Leroy Hood's Vision: Sequenced Genome, and Nanodiagnostics Available in 10 Years

  • Leroy Hood tells the Seattle Post Intelligencer that in 10 years, medicine will have advanced to a point where you can have your genome sequenced for less than $1,000, and nanotechnology will have developed to the point that a single drop of blood will provide a thousand different measurements for diagnosis for predictive and preventative medicine.

    [Click here to read the interview.]

    Exactly a year ago, I visited Seattle and joined Hood at Julia’s Restaurant to chat over eggs and coffee to begin a day-long briefing at the Institute for Systems Biology on the north shore of Lake Union.

    An hour passed like a minute as Hood explained his vision of innovation in biology, based in large part on his experience in developing the DNA sequencer. The key to progress in developing the new tools of molecular biology, Hood said, is nanotechnology and microfluidics. He said the cycle for innovative breakthroughs in these fields are some three to five years away.

    Hood is a strong proponent of the importance of academia in the innovation cycle, especially for the types of progress that must be made to produce the vision he so energetically propounds.

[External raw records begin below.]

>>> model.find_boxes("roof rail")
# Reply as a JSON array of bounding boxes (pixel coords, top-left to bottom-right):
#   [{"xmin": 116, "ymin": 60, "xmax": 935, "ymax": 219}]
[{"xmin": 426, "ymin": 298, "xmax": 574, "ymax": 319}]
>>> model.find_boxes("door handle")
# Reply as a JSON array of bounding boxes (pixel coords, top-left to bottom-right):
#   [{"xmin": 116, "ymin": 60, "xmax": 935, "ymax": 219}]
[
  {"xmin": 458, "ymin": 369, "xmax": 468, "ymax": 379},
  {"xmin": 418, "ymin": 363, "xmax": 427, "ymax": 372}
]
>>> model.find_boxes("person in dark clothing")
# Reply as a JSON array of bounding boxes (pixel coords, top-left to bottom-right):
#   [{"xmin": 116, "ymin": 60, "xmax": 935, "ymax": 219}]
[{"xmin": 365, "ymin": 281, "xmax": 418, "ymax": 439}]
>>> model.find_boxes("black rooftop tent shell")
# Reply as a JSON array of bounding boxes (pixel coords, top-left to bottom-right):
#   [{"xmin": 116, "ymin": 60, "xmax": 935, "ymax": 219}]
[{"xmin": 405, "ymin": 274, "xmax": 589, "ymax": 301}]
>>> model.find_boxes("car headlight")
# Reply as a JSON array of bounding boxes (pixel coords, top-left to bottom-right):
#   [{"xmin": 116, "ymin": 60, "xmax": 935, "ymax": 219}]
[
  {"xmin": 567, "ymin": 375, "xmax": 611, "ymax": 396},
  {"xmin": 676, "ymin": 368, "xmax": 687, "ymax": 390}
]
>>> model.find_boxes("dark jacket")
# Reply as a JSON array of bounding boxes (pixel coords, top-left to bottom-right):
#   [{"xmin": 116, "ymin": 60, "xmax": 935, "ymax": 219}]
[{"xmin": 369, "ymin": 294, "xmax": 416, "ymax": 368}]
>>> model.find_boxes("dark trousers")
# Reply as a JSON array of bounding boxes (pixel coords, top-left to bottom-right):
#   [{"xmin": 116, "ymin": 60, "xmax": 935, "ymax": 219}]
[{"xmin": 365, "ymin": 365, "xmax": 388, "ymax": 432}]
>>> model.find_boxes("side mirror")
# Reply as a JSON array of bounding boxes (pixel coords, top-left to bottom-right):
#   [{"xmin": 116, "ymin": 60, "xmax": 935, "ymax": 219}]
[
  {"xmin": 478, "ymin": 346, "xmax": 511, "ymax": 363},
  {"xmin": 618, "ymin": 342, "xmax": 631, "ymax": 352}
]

    Companies are really great at the implementation and the commercialization, but they have never exhibited much in the way of innovation,” Hood told me. “The companies will never do the innovation to get the next stage. Academics will take it there.”


    Hood, while well respected and even admired, is not without his detractors -- people that believe his view of innovation is not achievable. Still, Hood is a leading evangelist for a systems approach to biological innovation. And, his views are moving to a larger mainstream audience. Just a few weeks ago, Hood was profiled in a Newsweek special section on the future of medicine.

    Hood will keynote the Pacific Northwest Venture Capital Symposium Sept. 11-13 in Seattle.